Czy te informacje są sprawdzone. Jeżeli tak to gdzie prokurator. A jeżeli pomówienie, też.
psy leczyć ale też szkoda bo pozdychają przez leczenie naszych KONOWAŁÓW. NIECH PANI PODA NAZWISKO TO USTRZEŻE INNYCH PACJENTÓW OD ŚMIERCI. W ŚWINOUJŚCIU nie ma dobrego lekarza tylko patrzą na portwel gruby prywatnie. Jeden z najlepszych lekarzy to KAMIŃSKI.
Wpis został usunięty ze względu na złamanie prawa lub regulaminu serwisu przez użytkownika/Admin
Tak leczą lekarze w Świnoujściu maja mamusia wymiotowała i piana szła jej z ust to lekarz pogotowia powiedział że jest piana a miała rozległy zawał i nie przeżyła a ja natomiast miałam dolegliwość jak zatrucie to lekarz powiedział że się czekoś najadłam a ja miałam żółtaczke i to wczepienna bo brałam zastrzyki na zatoki, to co teraz mnie spotkało to nie chce pisać ale im nie zależy na chorym tylko na pieniadzach co dostaja z kasy chorych gdzie są ci wspaniali lekarze którzy naprawdę chca leczyć nie ma dzis bo im skrzydła podcinaja albo przemieniaja się na kasę, kasę, życzę Pani zdrowia.
takich mamy lekarzy w swinoujsciu
"Każdemu pacjentowi z bólami w klatce piersiowej podczas dyżuru rutynowo wykonuję badanie EKG" pierwsze słyszę miałem kiedyś ból klatki i nie robili mi EKG tylko podali leki przeciwbólowe i wysłali do lekarza POZ. Wierutne kłamstwo.

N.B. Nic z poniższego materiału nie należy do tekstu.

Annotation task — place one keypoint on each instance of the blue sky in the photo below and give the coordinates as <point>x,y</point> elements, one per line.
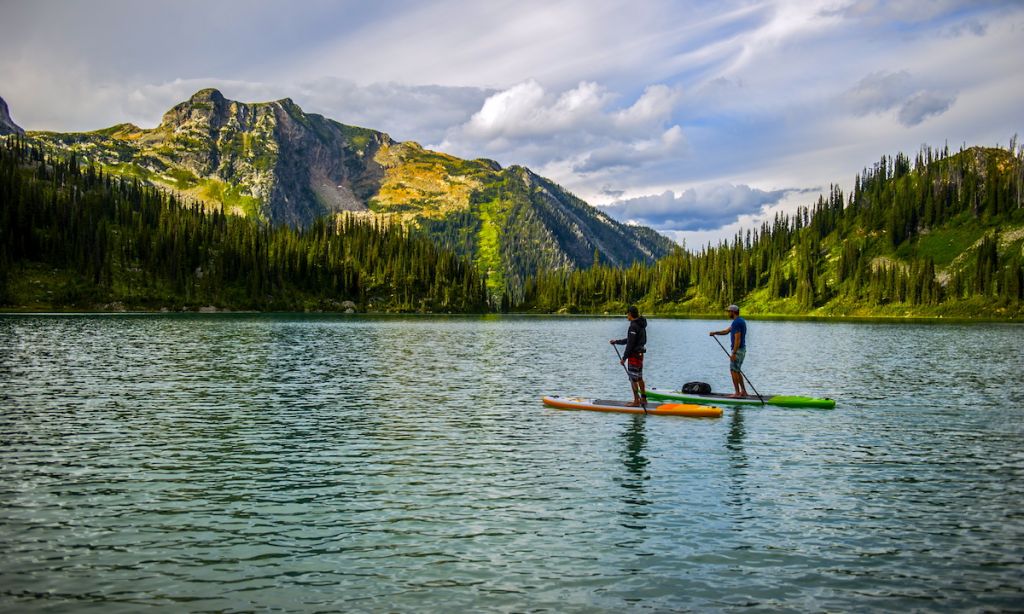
<point>695,118</point>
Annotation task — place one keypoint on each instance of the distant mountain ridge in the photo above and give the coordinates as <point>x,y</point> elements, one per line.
<point>273,162</point>
<point>7,125</point>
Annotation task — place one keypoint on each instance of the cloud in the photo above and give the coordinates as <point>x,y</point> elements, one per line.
<point>581,132</point>
<point>705,209</point>
<point>923,105</point>
<point>880,92</point>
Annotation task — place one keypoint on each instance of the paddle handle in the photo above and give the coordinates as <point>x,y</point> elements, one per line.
<point>760,398</point>
<point>643,404</point>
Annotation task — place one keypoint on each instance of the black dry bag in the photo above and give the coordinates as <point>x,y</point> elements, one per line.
<point>696,388</point>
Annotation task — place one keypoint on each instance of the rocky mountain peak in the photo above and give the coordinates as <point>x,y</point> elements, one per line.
<point>209,94</point>
<point>7,125</point>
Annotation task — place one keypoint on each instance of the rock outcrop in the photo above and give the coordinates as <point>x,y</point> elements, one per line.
<point>276,163</point>
<point>7,125</point>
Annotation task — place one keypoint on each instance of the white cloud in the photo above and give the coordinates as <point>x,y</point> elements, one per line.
<point>707,208</point>
<point>580,130</point>
<point>885,91</point>
<point>604,96</point>
<point>923,105</point>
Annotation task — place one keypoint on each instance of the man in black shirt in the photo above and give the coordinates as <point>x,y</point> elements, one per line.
<point>635,342</point>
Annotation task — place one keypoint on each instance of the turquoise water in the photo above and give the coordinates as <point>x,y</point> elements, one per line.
<point>226,463</point>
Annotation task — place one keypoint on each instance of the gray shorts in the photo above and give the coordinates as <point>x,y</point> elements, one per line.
<point>737,364</point>
<point>634,367</point>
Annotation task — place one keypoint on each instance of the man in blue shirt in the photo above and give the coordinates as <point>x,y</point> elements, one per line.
<point>737,342</point>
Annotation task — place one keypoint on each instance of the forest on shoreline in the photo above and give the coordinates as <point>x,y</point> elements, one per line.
<point>939,236</point>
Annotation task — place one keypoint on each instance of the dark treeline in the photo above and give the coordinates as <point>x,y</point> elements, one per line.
<point>859,251</point>
<point>89,239</point>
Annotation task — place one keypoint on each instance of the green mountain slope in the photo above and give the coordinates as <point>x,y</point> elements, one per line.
<point>74,237</point>
<point>7,125</point>
<point>943,235</point>
<point>272,162</point>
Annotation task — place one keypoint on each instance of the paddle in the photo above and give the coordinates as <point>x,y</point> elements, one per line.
<point>760,398</point>
<point>643,404</point>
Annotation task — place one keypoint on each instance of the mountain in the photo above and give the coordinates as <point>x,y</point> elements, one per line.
<point>940,236</point>
<point>275,163</point>
<point>72,237</point>
<point>7,125</point>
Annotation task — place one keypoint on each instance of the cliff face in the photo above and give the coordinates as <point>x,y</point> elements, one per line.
<point>276,163</point>
<point>7,125</point>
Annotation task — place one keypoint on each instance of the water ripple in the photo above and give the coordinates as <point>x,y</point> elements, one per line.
<point>337,464</point>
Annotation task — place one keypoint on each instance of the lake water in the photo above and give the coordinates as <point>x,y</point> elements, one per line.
<point>226,463</point>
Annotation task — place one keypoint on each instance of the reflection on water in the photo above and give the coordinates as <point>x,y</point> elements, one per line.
<point>634,441</point>
<point>228,463</point>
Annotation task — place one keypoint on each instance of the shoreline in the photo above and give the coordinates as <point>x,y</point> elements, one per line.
<point>922,319</point>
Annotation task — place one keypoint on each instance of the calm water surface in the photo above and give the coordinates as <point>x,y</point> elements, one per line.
<point>227,463</point>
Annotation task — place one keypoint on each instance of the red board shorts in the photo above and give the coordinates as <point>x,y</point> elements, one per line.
<point>634,367</point>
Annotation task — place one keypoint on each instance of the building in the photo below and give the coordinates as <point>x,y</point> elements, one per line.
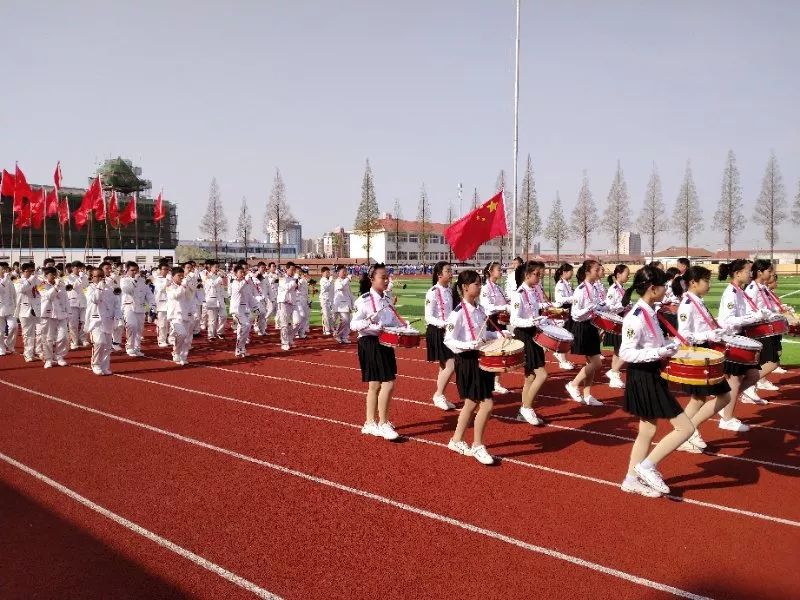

co nas nie zabije to nas wzmocni!
konował
Za złą diagnozę, narażenie zdrowia i życia tej pani powinien wylecieć. Niech się douczy jak nie potrafi diagnozować! Podajcie jego imię i nazwisko, jest zagrożeniem dla ludzi.
to pacjentka miała powiedzić lekarzowi ze ma zawał, paranoja, dlaczego dyrektor szpitala nie wyciągnie konsekwencji to jest jawne l;ekcewarzenie cięzko chorego pacjeta, a ztego co ta pani mówi to wynika, że lekarze jej zasugerował, że się zatruła!!